The 7-inch was remixed at Mediasound in New York with Harvey Goldstein engineering because Roger Ames of Polygram’s London Records thought it sounded too mono, which Thorne had done intentionally.

“I thought, ‘This is a flat-out pop single,’ so I thought like an old-fashioned pop single,” Thorne says, explaining that the instruments were very focused. “Roger Ames at the record company said, ‘We would really like it more spread out’—in other words more contemporary sounding.”

Thorne says the remix ends when the Supremes’ “Where Did Our Love Go?” begins, explaining, “On the dance floor, mono works pretty well.”

“Tainted Love” also worked pretty well. It quickly reached Number 1 on the U.K. singles charts and became the best-selling single of 1981 there.

The song experienced quite a ride on the U.S. charts.
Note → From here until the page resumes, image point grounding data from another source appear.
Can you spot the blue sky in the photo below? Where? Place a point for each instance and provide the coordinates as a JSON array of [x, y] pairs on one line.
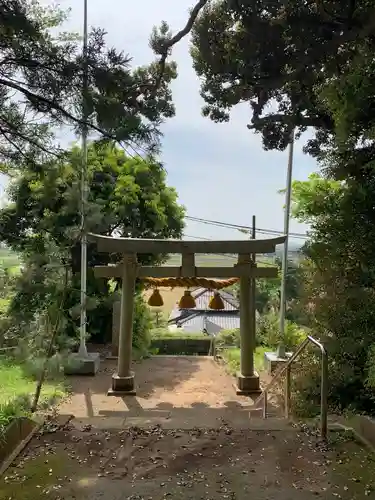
[[219, 170]]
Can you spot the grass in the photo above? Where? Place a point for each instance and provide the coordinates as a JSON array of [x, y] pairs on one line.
[[4, 304], [161, 334], [232, 357], [17, 389]]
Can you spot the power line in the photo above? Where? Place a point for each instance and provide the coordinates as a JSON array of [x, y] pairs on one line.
[[243, 227]]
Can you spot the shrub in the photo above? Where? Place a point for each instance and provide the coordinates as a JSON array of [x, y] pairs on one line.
[[228, 338], [268, 332], [142, 325]]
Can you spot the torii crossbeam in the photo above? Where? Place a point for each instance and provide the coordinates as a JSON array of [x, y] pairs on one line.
[[129, 270]]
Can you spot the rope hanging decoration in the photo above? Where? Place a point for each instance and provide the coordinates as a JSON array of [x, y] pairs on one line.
[[211, 284]]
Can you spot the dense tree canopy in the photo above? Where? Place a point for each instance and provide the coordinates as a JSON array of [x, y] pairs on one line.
[[286, 59], [41, 221], [41, 83], [341, 283]]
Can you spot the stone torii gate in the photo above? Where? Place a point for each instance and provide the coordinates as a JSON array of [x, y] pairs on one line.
[[129, 270]]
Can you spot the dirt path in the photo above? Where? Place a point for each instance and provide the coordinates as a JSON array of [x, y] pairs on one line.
[[205, 448], [181, 391]]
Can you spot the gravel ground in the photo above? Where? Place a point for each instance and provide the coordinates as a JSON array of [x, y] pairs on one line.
[[223, 463]]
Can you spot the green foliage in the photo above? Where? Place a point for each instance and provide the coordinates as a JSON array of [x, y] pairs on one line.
[[253, 52], [232, 359], [268, 332], [341, 283], [16, 391], [228, 338], [142, 325], [42, 77], [162, 333], [127, 195]]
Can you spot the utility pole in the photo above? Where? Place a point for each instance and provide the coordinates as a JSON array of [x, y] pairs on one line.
[[284, 267], [82, 345], [253, 287]]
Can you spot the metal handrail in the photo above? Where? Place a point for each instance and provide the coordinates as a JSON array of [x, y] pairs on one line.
[[287, 369]]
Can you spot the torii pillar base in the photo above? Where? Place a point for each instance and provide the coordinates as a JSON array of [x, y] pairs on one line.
[[122, 386], [248, 385]]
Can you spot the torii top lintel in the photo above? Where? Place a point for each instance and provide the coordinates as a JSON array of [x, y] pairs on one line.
[[153, 246]]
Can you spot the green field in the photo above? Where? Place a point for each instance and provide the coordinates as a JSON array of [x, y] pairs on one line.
[[9, 259], [17, 389], [232, 357], [212, 260]]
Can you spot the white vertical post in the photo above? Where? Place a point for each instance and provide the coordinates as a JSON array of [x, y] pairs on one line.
[[284, 268], [82, 347]]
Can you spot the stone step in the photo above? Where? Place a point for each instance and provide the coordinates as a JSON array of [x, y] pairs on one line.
[[257, 424]]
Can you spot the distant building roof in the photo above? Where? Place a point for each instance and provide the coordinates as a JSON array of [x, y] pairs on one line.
[[202, 318]]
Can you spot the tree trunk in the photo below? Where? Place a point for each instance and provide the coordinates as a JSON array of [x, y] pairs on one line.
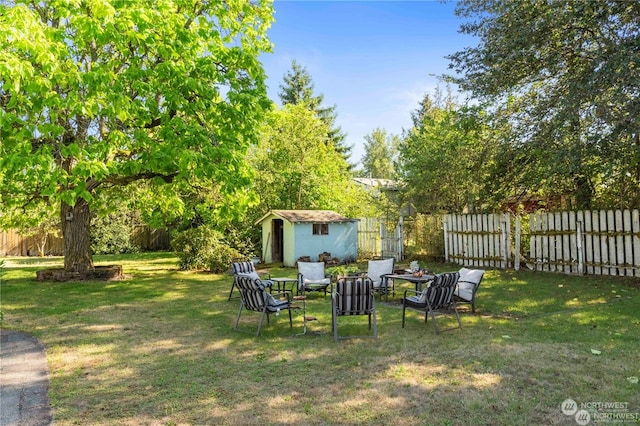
[[75, 231]]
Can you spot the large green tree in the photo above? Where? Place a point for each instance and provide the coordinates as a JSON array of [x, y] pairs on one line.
[[298, 88], [443, 156], [563, 77], [99, 94], [380, 152]]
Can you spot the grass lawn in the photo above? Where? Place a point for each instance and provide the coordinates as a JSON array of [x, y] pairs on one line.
[[159, 348]]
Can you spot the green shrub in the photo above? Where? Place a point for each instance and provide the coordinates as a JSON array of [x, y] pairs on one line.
[[111, 234], [203, 248]]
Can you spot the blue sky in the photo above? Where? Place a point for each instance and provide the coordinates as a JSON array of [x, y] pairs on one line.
[[373, 60]]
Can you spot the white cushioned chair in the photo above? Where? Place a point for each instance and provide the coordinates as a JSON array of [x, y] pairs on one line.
[[312, 277], [468, 284]]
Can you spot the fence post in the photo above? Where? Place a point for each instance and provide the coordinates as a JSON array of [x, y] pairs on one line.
[[446, 239], [579, 247], [516, 261], [505, 244]]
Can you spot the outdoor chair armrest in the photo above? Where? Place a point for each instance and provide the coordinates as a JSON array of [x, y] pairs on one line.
[[280, 294], [413, 292]]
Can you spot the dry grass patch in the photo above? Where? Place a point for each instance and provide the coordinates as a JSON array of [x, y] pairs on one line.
[[159, 349]]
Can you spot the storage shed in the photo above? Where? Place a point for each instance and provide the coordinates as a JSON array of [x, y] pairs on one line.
[[288, 235]]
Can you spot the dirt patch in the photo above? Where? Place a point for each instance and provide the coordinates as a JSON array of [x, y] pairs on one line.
[[107, 273]]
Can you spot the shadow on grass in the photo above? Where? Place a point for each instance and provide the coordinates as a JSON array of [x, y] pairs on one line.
[[159, 348]]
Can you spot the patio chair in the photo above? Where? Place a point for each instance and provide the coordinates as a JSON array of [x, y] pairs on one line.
[[353, 296], [312, 277], [468, 284], [254, 297], [245, 269], [376, 270], [436, 297]]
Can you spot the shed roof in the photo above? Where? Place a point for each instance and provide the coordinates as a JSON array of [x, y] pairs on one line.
[[295, 216]]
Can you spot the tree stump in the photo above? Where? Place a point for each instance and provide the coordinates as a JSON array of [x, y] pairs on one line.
[[106, 273]]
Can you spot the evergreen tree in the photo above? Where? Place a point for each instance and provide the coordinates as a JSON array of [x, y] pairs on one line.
[[298, 89], [380, 151]]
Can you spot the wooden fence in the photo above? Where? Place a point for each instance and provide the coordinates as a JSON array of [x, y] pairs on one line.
[[13, 244], [477, 240], [602, 242]]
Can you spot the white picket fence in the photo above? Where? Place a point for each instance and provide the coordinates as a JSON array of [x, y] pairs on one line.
[[599, 242], [477, 240], [375, 239]]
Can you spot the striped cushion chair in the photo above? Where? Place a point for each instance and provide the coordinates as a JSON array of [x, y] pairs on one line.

It entered Billboard’s Hot 100 on January 16, 1982, at No. 90 and seemed to peak at 64. It fell to No. 100 on February 27. After spending a second week at No. 100, it started climbing and took 19 weeks to crack the Top 40, reaching No. 8 during the summer of 1982. “Tainted Love” spent a then record-breaking 43 weeks on the Hot 100.

“For some reason, we really made a mark with this one,” Thorne says. “Of course, we didn’t think it at the time.”